La sincronización, clave para sostener la promesa omnicanal en el comercio electrónico
El comercio electrónico en Argentina crece y enfrenta el desafío de sincronizar datos en tiempo real para evitar pérdidas y mejorar la experiencia del cliente.
Durante años, el comercio electrónico se enfocó en expandir canales y aumentar ventas, pero el verdadero desafío actual es la sincronización de datos entre esos canales. El sector facturó más de $35,3 billones en 2025, con un crecimiento nominal del 60% respecto a 2024, consolidándose como una porción estructural del negocio en Argentina.

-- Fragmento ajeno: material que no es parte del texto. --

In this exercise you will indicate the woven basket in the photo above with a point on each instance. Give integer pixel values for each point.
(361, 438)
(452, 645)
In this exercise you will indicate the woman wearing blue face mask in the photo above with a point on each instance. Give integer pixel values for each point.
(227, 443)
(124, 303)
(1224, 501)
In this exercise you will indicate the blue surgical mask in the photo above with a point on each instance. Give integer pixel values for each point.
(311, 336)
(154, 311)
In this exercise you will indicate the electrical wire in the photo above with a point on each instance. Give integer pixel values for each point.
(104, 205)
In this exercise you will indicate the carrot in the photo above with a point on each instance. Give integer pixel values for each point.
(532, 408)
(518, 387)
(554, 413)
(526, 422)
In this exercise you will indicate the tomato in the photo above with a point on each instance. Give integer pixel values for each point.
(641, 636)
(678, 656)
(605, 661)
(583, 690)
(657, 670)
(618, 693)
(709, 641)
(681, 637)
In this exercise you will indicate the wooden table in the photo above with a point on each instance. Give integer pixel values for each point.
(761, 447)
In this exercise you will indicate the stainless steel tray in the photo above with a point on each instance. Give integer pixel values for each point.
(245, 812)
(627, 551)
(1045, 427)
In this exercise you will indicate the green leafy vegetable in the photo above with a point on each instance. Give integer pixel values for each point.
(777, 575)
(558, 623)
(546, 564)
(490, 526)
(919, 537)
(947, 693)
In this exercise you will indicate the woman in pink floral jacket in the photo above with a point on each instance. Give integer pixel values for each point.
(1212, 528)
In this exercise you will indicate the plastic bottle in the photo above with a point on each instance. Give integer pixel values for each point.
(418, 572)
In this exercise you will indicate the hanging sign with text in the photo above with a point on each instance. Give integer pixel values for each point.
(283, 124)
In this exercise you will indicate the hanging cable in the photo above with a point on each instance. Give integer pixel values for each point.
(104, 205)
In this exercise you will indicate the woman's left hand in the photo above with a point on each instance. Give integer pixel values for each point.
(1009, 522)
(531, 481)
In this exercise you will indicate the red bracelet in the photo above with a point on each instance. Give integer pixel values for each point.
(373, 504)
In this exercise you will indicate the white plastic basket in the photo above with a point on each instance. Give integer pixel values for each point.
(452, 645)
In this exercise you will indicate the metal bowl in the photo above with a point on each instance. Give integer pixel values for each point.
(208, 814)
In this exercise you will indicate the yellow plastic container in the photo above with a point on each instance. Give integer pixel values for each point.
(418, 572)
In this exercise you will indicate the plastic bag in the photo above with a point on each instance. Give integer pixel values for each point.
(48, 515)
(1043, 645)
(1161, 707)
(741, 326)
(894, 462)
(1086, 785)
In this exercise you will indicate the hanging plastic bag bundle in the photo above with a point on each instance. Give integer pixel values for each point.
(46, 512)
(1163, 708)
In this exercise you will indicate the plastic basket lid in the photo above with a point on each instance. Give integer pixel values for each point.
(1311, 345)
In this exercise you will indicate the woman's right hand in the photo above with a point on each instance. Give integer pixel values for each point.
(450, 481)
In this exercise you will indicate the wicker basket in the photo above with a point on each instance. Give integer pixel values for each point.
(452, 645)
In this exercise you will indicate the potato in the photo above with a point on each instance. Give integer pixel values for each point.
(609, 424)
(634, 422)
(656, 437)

Este crecimiento trae mayor complejidad operativa, con más productos y transacciones simultáneas, lo que aumenta la exposición a errores cuando los procesos no están sincronizados en tiempo real. Por ejemplo, un stock que no se actualiza al instante puede generar ventas de productos agotados, causando pérdidas y reclamos.
La integración tecnológica conecta sistemas como tiendas online, marketplaces y ERPs, pero la sincronización es el comportamiento dinámico que asegura que los datos circulen sin retrasos ni intervenciones manuales. Esto es fundamental para operar múltiples canales como un único organismo eficiente.
La falta de sincronización genera conciliaciones manuales y ajustes que consumen tiempo y margen, afectando la experiencia del cliente que espera consistencia en precios, stock y entregas. Además, la adopción de inteligencia artificial y automatización depende de datos confiables y actualizados.
En conclusión, el comercio electrónico argentino debe avanzar hacia una madurez operativa donde la sincronización sea el eje central, permitiendo escalar sin que la complejidad interna erosione la rentabilidad y garantizando una experiencia digital de calidad para el consumidor.